Nov. 5th, 2022

sdi: Photograph of the title page of Plotinus' "The Six Enneads." (enneads)

V 1: The Three Initial Hypostases

As below, so above: we can extrapolate the basics of the nature of the divine realms by looking within. We are alive, and one precedes many, so ontologically there must be one Great Life that precedes and empowers the many lives we see around us. Since even the gods have life, then this Great Life must be the greatest God of them all, and our own small lives must share in its nature (even if in a much smaller way).

But the gods, even the greatest among them, must have an archetype, since potential precedes actualization. Thus there is a Father of the Gods standing above them and providing the substrate of Being in which life participates.

But even this has a limitation, in that there is the distinction between the substrate and that which rests upon it. Distinction is not primal, since, as we have said, one precedes many. So there must be Something beyond distinction, standing above even the Father of the Gods, but since we can only understand things by distinction, whatever It is must be beyond our understanding.

Now, returning to ourselves: how is it, that if we are divine, we concern ourselves with the material rather than the divine? It is because the material is the act of the soul, and indeed the way in which it attempts to apprehend what it greater than it. But the soul is a lofty thing, should we not honor it as highly as any other divinity? Therefore it is only right for one to turn their attentions from the material and back to their eternal home, bringing the soul's act to completion.

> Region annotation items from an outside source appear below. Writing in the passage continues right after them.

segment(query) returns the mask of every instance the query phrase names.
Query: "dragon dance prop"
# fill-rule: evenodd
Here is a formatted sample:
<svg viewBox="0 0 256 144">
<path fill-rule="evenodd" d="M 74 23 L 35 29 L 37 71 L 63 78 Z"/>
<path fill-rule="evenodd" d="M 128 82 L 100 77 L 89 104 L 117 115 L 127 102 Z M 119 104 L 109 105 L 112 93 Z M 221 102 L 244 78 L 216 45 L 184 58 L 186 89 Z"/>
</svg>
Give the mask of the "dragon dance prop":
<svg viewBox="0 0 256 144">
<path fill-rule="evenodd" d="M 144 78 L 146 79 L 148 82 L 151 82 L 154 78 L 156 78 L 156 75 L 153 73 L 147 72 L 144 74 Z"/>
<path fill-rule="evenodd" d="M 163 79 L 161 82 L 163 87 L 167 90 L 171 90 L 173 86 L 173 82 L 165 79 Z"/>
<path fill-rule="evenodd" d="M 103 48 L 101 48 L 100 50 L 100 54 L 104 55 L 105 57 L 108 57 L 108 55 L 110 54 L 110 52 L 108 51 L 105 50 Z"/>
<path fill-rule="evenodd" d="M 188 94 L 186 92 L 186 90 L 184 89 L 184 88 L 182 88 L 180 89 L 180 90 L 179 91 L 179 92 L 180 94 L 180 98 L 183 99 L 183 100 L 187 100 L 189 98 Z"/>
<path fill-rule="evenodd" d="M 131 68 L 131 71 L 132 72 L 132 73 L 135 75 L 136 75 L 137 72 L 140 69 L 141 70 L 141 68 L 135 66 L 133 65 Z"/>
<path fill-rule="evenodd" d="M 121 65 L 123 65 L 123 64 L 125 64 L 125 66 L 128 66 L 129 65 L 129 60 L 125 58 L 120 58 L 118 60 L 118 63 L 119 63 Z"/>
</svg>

For some sightseeing, Plotinus goes to some effort in §8–9 to demonstrate that his interpretation of Plato regarding his Trinity is in full accord with the philosophy of the ancients and not merely some invention of his own. I'm not well-versed enough in Plato, Aristotle, Anaxagoras, or Heraclitus to comment on those parts of his defense; but I did find it interesting that he equates the One and Mind with Empedocles' Love and Strife, respectively.

sdi: Photograph of the title page of Plotinus' "The Six Enneads." (enneads)

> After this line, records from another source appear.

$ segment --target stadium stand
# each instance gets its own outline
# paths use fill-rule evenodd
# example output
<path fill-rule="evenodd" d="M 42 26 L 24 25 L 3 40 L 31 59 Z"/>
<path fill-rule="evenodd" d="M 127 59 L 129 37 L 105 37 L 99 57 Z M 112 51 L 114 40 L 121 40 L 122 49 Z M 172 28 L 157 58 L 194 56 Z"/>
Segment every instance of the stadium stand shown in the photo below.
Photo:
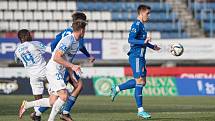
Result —
<path fill-rule="evenodd" d="M 208 37 L 215 37 L 215 0 L 190 0 L 188 6 L 206 35 Z"/>
<path fill-rule="evenodd" d="M 152 7 L 151 20 L 146 29 L 155 32 L 155 38 L 190 37 L 185 32 L 178 13 L 172 10 L 172 5 L 162 1 L 143 2 Z M 36 38 L 53 38 L 56 33 L 70 25 L 71 13 L 78 10 L 84 11 L 89 20 L 87 38 L 127 39 L 131 22 L 136 16 L 136 8 L 140 3 L 142 2 L 1 0 L 0 31 L 27 28 L 34 31 Z M 203 28 L 208 32 L 211 30 L 210 25 L 207 19 Z"/>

V 2: The Origin and Order of Beings Following on the First

As we have stated elsewhere, the One is everything and the origin of everything. The byproduct of the One's self-completeness is the divine Mind. The byproduct of the Mind's self-contemplation is the Soul. The byproduct of the Soul's motion is Nature. But note that none of these are separate: everything is composed of its priors, just as its posteriors are composed of it. At the highest levels, there is only the barest distinction between them.

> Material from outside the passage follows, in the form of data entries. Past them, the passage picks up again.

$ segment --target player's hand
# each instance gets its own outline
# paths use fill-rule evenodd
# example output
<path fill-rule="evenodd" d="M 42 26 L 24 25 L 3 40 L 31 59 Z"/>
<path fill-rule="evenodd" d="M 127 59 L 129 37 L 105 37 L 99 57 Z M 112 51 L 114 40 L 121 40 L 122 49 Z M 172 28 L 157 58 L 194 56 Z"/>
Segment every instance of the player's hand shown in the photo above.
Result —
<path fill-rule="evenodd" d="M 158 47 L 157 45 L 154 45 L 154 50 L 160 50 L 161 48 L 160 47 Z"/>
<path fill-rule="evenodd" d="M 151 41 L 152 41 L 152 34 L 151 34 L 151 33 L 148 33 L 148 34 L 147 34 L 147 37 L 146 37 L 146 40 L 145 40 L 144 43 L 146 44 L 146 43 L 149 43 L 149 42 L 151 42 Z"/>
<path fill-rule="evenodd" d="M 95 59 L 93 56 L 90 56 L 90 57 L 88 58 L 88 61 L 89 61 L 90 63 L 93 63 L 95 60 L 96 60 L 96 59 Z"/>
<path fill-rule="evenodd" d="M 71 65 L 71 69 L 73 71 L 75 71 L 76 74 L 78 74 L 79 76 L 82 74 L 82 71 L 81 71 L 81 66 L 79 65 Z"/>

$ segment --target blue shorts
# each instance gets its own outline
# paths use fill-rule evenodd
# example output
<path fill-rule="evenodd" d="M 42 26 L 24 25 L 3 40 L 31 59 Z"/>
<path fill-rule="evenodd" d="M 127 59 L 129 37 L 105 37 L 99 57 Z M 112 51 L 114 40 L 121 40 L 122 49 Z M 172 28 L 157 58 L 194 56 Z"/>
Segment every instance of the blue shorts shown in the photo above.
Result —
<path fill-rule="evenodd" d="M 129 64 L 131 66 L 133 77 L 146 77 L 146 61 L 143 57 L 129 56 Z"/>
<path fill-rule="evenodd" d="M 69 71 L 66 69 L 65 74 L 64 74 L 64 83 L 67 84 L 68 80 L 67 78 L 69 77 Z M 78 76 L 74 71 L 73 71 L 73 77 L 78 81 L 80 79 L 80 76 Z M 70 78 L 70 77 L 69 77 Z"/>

What's more, spatial extent and position is below all of them. Suppose one cuts off the limb of a tree: what becomes of the soul that was "within" it? Well, the soul remains where it was: it is the body that it severed. In the exact same way, the bodies of material beings are all distinct, but the souls "within" them are all connected. Ultimately, all life is one Life, even if it manifests in many and varied ways.